It states freight traffic management model and includes at least vehicle management model and section administrative model:
The modeling unit, for the traffic information by the track where OD information to the approach lorry and lorry
Into the selection of row vector, freight cars management model and section administrative model are established using non parametric regression prediction algorithm respectively;
The predicting unit is divided for the relevant information of real-time lorry to be separately input into freight cars management model
The prediction of analysis and next position, obtains the situation of lorry and each section and predicts the situation in lorry and each section;
The scheduling unit, for according to the situation in lorry and each section and predicting the situation pair in lorry and each section
Lorry is managed, and is carried out confluence analysis by the state in each section, complete overall region traffic information is obtained, according to institute
It states overall region traffic information and lorry is scheduled in conjunction with lorry situation.
The present invention has significant technique effect as a result of above technical scheme:
Method through the invention not only can more accurately predict the condition of road surface of next period, can be with root
According to approach lorry OD information come various management and monitoring are carried out to lorry, and lorry can be adjusted according to condition of road surface
Degree, avoids the occurrence of congestion in road, accurate data facilitates feasible.
Description of the drawings
In order to more clearly explain the embodiment of the invention or the technical proposal in the existing technology, to embodiment or will show below
There is attached drawing needed in technology description to be briefly described, it should be apparent that, the accompanying drawings in the following description is only this
Some embodiments of invention without having to pay creative labor, may be used also for those of ordinary skill in the art
With obtain other attached drawings according to these attached drawings.
Fig. 1 is the overall flow schematic diagram of the present invention;
Fig. 2 is the overall structure diagram of the present invention.
Label declaration:100, data module is obtained;200, demarcating module is analyzed;300, modeling and forecasting module;210, it analyzes
Unit;220, unit is demarcated;310, modeling unit;320, predicting unit;330, scheduling unit.
Specific implementation mode
With reference to embodiment, the present invention is described in further detail, following embodiment be explanation of the invention and
The invention is not limited in following embodiments.
Embodiment 1:
A kind of freight planning management method based on intelligent traffic light OD information inspections, as shown in Figure 1, including following step
Suddenly:
The lorry information at each crossing of S100, acquiring way, the traffic information include the traffic video letter of approach lorry
Breath and lorry information;
S200, key frame images processing is extracted to the traffic video of approach lorry, obtain the licence plate letter of approach lorry
Breath, lorry self information and lorry environmental information demarcate the OD information of record approach lorry;
S300, the OD information of approach lorry is handled, establishes freight traffic management model freight traffic management model to lorry institute
The prediction of positioning and next position in real time is carried out in position, the situation of lorry and each section is obtained and predicts lorry and each
The situation in section, and lorry is scheduled according to the situation in section.

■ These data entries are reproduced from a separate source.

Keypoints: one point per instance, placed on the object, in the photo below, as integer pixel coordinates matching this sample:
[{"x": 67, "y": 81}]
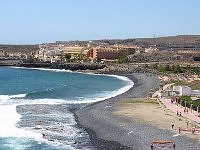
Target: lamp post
[
  {"x": 185, "y": 104},
  {"x": 191, "y": 107}
]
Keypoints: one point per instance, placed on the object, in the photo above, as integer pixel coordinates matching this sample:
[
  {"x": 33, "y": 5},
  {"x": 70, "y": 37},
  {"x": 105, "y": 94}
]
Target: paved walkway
[{"x": 173, "y": 107}]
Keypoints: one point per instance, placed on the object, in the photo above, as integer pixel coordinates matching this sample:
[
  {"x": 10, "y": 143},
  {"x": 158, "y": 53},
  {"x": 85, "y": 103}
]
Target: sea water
[{"x": 29, "y": 96}]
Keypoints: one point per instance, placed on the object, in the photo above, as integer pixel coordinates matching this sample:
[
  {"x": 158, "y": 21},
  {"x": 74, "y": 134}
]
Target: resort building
[{"x": 50, "y": 52}]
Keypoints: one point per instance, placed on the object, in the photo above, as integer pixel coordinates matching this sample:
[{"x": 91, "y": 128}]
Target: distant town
[{"x": 162, "y": 49}]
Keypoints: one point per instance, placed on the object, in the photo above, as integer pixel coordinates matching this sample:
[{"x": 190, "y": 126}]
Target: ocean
[{"x": 35, "y": 106}]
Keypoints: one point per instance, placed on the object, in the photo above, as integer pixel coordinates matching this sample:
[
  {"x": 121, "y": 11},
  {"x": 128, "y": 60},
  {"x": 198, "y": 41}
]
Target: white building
[{"x": 185, "y": 90}]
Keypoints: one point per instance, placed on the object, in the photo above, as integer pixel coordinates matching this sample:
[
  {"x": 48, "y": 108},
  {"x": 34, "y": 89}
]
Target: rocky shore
[
  {"x": 108, "y": 131},
  {"x": 98, "y": 118}
]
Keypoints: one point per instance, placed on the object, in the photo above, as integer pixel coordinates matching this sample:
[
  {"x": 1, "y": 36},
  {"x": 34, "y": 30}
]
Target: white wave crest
[{"x": 7, "y": 97}]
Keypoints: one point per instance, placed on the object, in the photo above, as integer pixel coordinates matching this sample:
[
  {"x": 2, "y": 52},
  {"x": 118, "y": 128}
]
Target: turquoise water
[{"x": 21, "y": 86}]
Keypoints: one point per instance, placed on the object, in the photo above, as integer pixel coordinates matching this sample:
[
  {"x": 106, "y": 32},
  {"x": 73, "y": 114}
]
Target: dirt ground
[{"x": 157, "y": 115}]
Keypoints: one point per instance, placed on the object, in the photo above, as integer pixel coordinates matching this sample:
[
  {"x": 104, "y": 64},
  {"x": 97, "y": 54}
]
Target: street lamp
[{"x": 191, "y": 107}]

More specifically, the lorry information at each crossing of approach is generated by video monitoring sensing equipment, exist via setting
Communication module on traffic lights is transmitted, and the video monitoring sensing equipment is arranged on the traffic lights at each crossing.

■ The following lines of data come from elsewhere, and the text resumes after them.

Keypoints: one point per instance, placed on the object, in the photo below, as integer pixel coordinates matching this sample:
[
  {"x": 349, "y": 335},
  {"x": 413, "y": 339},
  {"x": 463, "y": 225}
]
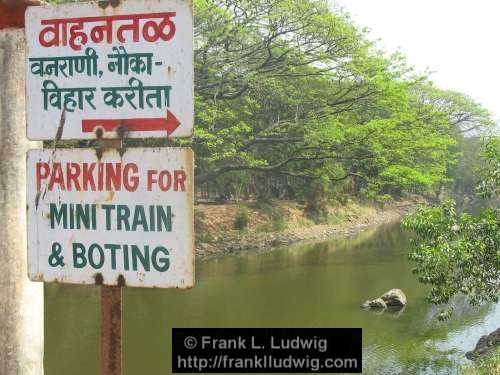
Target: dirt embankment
[{"x": 281, "y": 224}]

In step S200, the traffic video to approach lorry extracts key frame images processing, obtains approach goods
License plate information, lorry self information and the lorry environmental information of vehicle demarcate the OD information of record approach lorry, specific steps packet
It includes:
S210, the traffic video of all approach lorries got is extracted into key frame, removes non-key frame, obtains approach
The relevant information of lorry records the license plate information of lorry, the traffic letter in the track where the color and model and lorry of lorry
Breath;
S220, all crossings that lorry is passed through are inquired according to the license plate information of lorry, obtains the OD information of approach lorry
And it is demarcated.
The present invention is the video monitoring sensing equipment installed additional on traffic lights, passes through video for hardware technology scheme
The mode of monitoring sensing equipment record video obtains the traffic information of lorry, and is transmitted by communication module, is transmitted to meter
Calculation center, calculating center extract key frame images by Video Key Frame Detection Algorithm after receiving video data, pass through pass
Key frame time axis is sorted and obtains information of vehicles with the image recognition for being anchored algorithm based on key point, OD of the calibration record by way of vehicle
Information.
In step s 200, the freight traffic management model includes at least freight cars management model and section administrative model.

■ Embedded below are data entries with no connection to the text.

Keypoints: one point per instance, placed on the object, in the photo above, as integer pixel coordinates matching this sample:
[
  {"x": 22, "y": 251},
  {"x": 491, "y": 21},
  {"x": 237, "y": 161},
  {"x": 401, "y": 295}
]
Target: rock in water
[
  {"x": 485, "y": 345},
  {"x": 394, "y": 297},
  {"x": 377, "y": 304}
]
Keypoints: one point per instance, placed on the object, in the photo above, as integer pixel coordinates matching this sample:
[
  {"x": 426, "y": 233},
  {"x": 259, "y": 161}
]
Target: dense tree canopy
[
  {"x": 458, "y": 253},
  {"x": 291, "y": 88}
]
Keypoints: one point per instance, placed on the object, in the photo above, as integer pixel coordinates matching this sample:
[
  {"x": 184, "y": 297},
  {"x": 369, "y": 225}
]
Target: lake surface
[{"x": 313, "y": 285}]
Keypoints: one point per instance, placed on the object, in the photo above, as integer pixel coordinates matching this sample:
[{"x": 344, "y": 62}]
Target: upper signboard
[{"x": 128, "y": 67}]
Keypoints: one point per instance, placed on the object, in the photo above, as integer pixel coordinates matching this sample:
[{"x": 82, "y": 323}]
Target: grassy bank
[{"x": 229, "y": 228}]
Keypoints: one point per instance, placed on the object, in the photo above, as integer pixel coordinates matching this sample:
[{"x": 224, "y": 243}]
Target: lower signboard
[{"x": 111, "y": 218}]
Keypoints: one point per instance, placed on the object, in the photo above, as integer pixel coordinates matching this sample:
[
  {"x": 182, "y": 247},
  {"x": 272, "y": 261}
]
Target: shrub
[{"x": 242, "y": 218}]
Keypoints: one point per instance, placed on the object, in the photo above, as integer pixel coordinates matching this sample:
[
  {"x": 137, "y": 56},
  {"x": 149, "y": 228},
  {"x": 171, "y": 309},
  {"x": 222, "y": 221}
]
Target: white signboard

Freight cars management model and section administrative model are included at least based on the freight traffic management model, it is described to approach lorry
OD information handled, establish freight traffic management model freight traffic management model to lorry position carry out in real time positioning and it is next
The prediction of a position obtains the situation of lorry and each section and predicts the situation in lorry and each section, and according to section
Situation to lorry be scheduled the specific steps are:
S310, by the traffic information in the track where OD information to the approach lorry and lorry into the choosing of row vector
It takes, freight cars management model and section administrative model is established using non parametric regression prediction algorithm respectively;
S320, the relevant information of real-time lorry is separately input into freight cars management model carry out analysis and next position
The prediction set obtains the situation of lorry and each section and predicts the situation in lorry and each section;
S330, according to the situation in lorry and each section and predict that the situation in lorry and each section carries out pipe to lorry
Reason carries out confluence analysis by the state in each section, complete overall region traffic information is obtained, according to the overall region
Traffic information is simultaneously scheduled lorry in conjunction with lorry situation.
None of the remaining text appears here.